Sunday, July 27, 2008

Turning a Blind (Brown) Eye

One of my dream jobs is to do sketch comedy. I would absolutely love to get some people together and start a web show; but please, no more blind people. They always break the fourth wall. I don't know how many times I've told these people the script is on the computer and they suddenly have a slight problem because they can't read braille on a monitor; which I suppose leads me to my subject for the day. Have you noticed lately how many inappropriate places braille is actually conveniently put these days? The other night, we drove up to an ATM and the keypads had braille on them......ahem.....a DRIVE THROUGH ATM!!! who the hell is driving and how do they know the braille is even in English before they get there?! Do we have super blind people now that can see perfectly? Shouldn't we just call them "people"?!




That's just the dumbest thing in the world. no wait. I take that back. THIS is the dumbest thing in the world...

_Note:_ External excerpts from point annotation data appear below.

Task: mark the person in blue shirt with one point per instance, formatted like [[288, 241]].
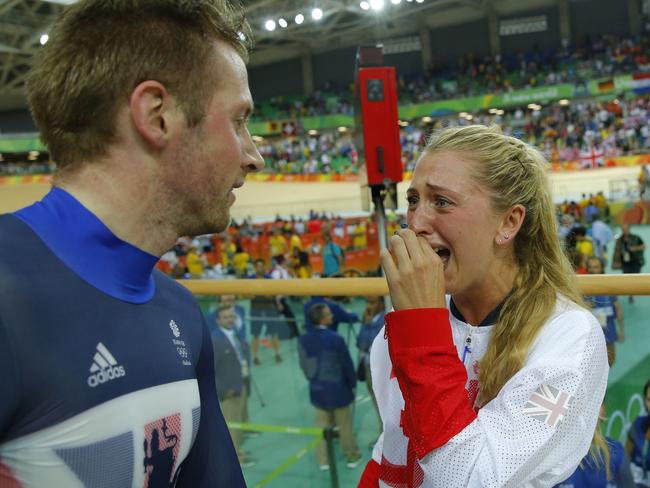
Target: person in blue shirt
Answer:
[[637, 446], [340, 313], [326, 362], [608, 311], [333, 256], [371, 324], [228, 301], [232, 373], [107, 364]]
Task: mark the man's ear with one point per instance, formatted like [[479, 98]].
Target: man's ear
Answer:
[[153, 112], [511, 223]]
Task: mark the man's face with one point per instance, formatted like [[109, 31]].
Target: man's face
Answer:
[[213, 158]]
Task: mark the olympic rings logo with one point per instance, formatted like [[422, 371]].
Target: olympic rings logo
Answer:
[[617, 420]]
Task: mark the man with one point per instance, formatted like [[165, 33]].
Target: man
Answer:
[[277, 244], [332, 254], [340, 314], [602, 236], [229, 301], [628, 253], [232, 366], [326, 362], [265, 312], [107, 365]]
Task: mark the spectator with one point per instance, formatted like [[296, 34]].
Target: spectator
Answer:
[[232, 374], [265, 314], [602, 236], [371, 324], [340, 313], [608, 311], [326, 362], [277, 244], [628, 253]]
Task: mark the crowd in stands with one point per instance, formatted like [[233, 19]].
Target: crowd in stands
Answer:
[[319, 245], [585, 130], [471, 75], [595, 57]]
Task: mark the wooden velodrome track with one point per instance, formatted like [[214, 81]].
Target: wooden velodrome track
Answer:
[[613, 284]]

Shouldn't this little piece of information be on the actual toilet and not on the wall? Some blind guy will walk up and say, "hey, it says toilet, I guess it's right here.", so he starts pissing right there in the hallway while the deaf people point and laugh (of course, someone will have to get their attention by waving their arms frantically). Not only that, this fine establishment is implying that blind people should by default be in a wheelchair. That's pretty damn discriminatory. So you're telling me that this place has a handicapped stall big enough for this poor blind fellow, his wheelchair, and his dog? how's he gonna be able to tell if there's diarrhea splattered all over the seat? Not only that, how would his dog let him know? Most importantly, how will this unfortunate blind cripple get his seeing eye companion to stop drinking out of the toilet so he can tinkle?!?!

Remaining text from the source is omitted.